What kind of grade would he (Barack Obama) have gotten for such T.S. Eliot analysis…a reading that was admittedly done without perusing the footnotes? We checked in with some current members of the Columbia English department.

Matthew Hart, who specializes in 20th- and 21st-century Anglophone culture with an emphasis on modernist poetry, was not terribly blown away, as he wrote in an e-mail.

Considered as homework, I’d give the future President a B-minus…the allusion is forced and the connection specious. You get this a lot when students try too hard. Still, I think that’s the point here. This isn’t so much literary criticism as flirtation.

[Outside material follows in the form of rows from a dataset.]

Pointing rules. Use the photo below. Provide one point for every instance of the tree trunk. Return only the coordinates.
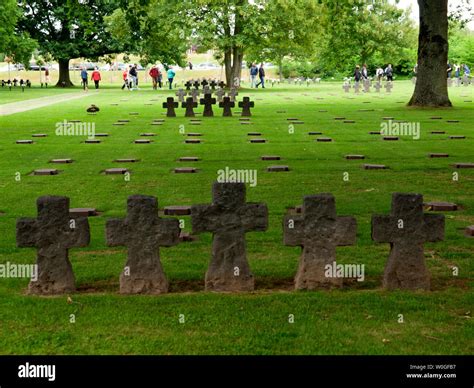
(431, 88)
(64, 81)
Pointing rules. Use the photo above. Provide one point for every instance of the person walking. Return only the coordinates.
(154, 76)
(84, 78)
(261, 75)
(357, 74)
(171, 74)
(96, 77)
(389, 73)
(253, 75)
(132, 73)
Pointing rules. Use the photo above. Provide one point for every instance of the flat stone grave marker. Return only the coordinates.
(83, 212)
(463, 165)
(46, 171)
(229, 218)
(318, 230)
(170, 106)
(127, 160)
(185, 170)
(116, 171)
(52, 235)
(438, 155)
(227, 104)
(407, 228)
(189, 159)
(61, 161)
(177, 210)
(143, 232)
(324, 139)
(469, 231)
(246, 104)
(441, 206)
(142, 141)
(278, 168)
(374, 167)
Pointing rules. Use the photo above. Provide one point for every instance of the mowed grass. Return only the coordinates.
(359, 319)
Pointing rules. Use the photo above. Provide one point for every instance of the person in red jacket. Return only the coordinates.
(96, 77)
(154, 76)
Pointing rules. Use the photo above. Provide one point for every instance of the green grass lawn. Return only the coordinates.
(362, 318)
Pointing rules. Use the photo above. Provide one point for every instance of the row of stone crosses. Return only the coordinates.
(317, 229)
(367, 84)
(227, 103)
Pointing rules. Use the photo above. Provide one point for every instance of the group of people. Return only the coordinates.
(254, 72)
(363, 74)
(95, 76)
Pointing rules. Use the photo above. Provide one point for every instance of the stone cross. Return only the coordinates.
(52, 233)
(229, 217)
(227, 104)
(246, 104)
(180, 94)
(233, 93)
(319, 231)
(189, 105)
(406, 229)
(170, 104)
(220, 94)
(207, 101)
(195, 94)
(143, 233)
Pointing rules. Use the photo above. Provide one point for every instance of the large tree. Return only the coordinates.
(69, 29)
(431, 87)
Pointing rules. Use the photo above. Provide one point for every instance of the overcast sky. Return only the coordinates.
(452, 3)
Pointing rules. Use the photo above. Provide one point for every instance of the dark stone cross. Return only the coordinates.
(180, 94)
(52, 233)
(406, 229)
(194, 94)
(246, 104)
(220, 94)
(189, 105)
(319, 231)
(170, 104)
(143, 233)
(229, 217)
(207, 101)
(227, 104)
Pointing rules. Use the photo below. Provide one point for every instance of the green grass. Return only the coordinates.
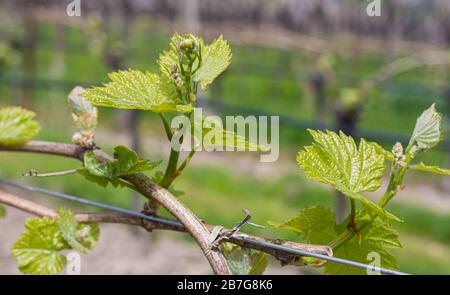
(262, 78)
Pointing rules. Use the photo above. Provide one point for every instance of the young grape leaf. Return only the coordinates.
(428, 131)
(315, 224)
(133, 89)
(37, 249)
(336, 160)
(126, 162)
(216, 57)
(426, 168)
(378, 238)
(2, 211)
(380, 150)
(17, 126)
(169, 57)
(244, 261)
(81, 237)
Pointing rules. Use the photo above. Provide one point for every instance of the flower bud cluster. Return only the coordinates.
(399, 157)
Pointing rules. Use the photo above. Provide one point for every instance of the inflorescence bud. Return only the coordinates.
(399, 157)
(175, 75)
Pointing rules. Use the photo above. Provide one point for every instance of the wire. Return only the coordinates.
(92, 203)
(175, 223)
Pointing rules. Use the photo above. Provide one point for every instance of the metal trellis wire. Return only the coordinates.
(175, 223)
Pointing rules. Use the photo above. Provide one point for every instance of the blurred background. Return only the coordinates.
(316, 64)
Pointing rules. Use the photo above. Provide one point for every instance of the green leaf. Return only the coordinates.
(158, 177)
(244, 261)
(336, 160)
(426, 168)
(81, 237)
(17, 125)
(216, 57)
(37, 249)
(380, 150)
(169, 57)
(428, 131)
(133, 89)
(96, 168)
(315, 224)
(2, 211)
(378, 237)
(126, 162)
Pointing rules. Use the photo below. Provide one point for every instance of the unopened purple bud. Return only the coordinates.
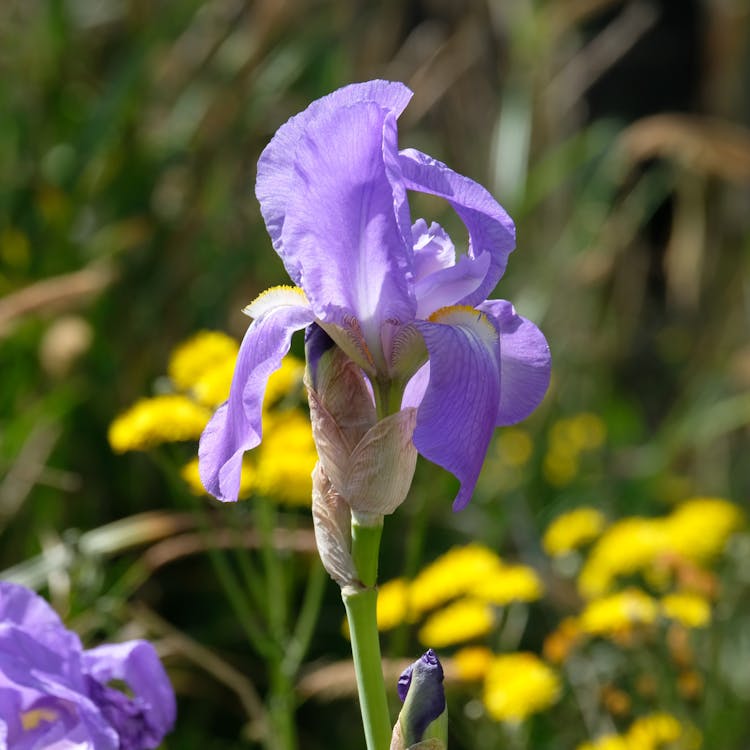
(420, 687)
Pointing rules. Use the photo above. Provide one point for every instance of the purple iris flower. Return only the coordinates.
(53, 694)
(393, 294)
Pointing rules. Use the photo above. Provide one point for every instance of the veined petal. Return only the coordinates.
(525, 362)
(458, 412)
(433, 249)
(341, 228)
(490, 228)
(448, 286)
(276, 164)
(236, 425)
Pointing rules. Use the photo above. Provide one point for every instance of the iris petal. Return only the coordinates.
(236, 425)
(276, 164)
(525, 362)
(490, 228)
(341, 227)
(457, 415)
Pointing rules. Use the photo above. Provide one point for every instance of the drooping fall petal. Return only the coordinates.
(236, 425)
(457, 415)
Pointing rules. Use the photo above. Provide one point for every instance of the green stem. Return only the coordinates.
(361, 612)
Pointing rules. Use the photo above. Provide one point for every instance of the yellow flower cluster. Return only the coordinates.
(468, 583)
(201, 371)
(459, 621)
(649, 732)
(518, 685)
(618, 612)
(153, 421)
(572, 530)
(474, 571)
(569, 438)
(696, 531)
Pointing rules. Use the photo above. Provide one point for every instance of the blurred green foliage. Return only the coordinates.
(129, 136)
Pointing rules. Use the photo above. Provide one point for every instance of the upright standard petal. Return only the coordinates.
(276, 164)
(458, 412)
(236, 425)
(525, 362)
(344, 226)
(490, 228)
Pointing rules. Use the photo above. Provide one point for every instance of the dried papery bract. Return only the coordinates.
(370, 463)
(332, 521)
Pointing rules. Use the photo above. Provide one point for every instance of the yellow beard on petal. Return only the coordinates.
(466, 316)
(276, 296)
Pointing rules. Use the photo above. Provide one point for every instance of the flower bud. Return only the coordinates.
(420, 687)
(332, 523)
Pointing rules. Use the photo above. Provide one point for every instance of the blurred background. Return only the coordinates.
(617, 134)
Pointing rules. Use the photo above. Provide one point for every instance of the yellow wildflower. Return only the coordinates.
(451, 575)
(518, 685)
(568, 438)
(393, 603)
(649, 732)
(458, 622)
(284, 381)
(153, 421)
(286, 458)
(212, 386)
(514, 445)
(507, 583)
(200, 353)
(653, 731)
(699, 528)
(572, 530)
(619, 612)
(690, 610)
(472, 662)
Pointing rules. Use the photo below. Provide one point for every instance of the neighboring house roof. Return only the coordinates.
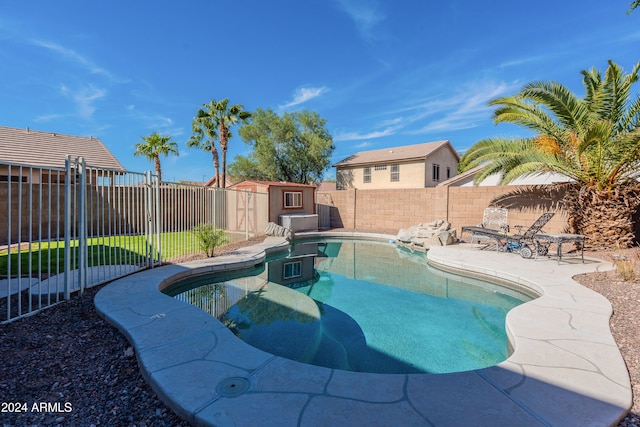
(403, 153)
(50, 149)
(327, 186)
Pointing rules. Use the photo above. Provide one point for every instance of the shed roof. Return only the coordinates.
(272, 184)
(50, 149)
(403, 153)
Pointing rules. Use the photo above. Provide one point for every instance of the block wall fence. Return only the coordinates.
(391, 210)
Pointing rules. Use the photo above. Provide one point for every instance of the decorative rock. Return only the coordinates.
(423, 236)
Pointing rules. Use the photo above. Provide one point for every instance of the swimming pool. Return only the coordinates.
(360, 306)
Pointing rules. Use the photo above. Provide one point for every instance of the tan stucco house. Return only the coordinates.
(410, 166)
(48, 150)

The best part is at the end…this is what the letter’s really about. It takes a certain amount of chutzpah to use The Waste Land as a come-on. He gets a B+ for that.

Would a female professor grade Obama’s efforts any differently? We polled his colleague Sarah Cole, who just finished teaching a course on The Waste Land.

In these brief musings, President Obama shows himself to be a sensitive reader of Eliot’s great poem The Waste Land.

It is a poem of local brilliance and intensities, to which Obama responds with appropriate personal intensity.

I would praise it for its insights and sensitivity, would encourage the president to develop his ideas…

There you have it. Obama might not have done groundbreaking literary analysis, but his undergraduate prose managed to convince at least a couple of discerning women of his “insight and sensitivity”.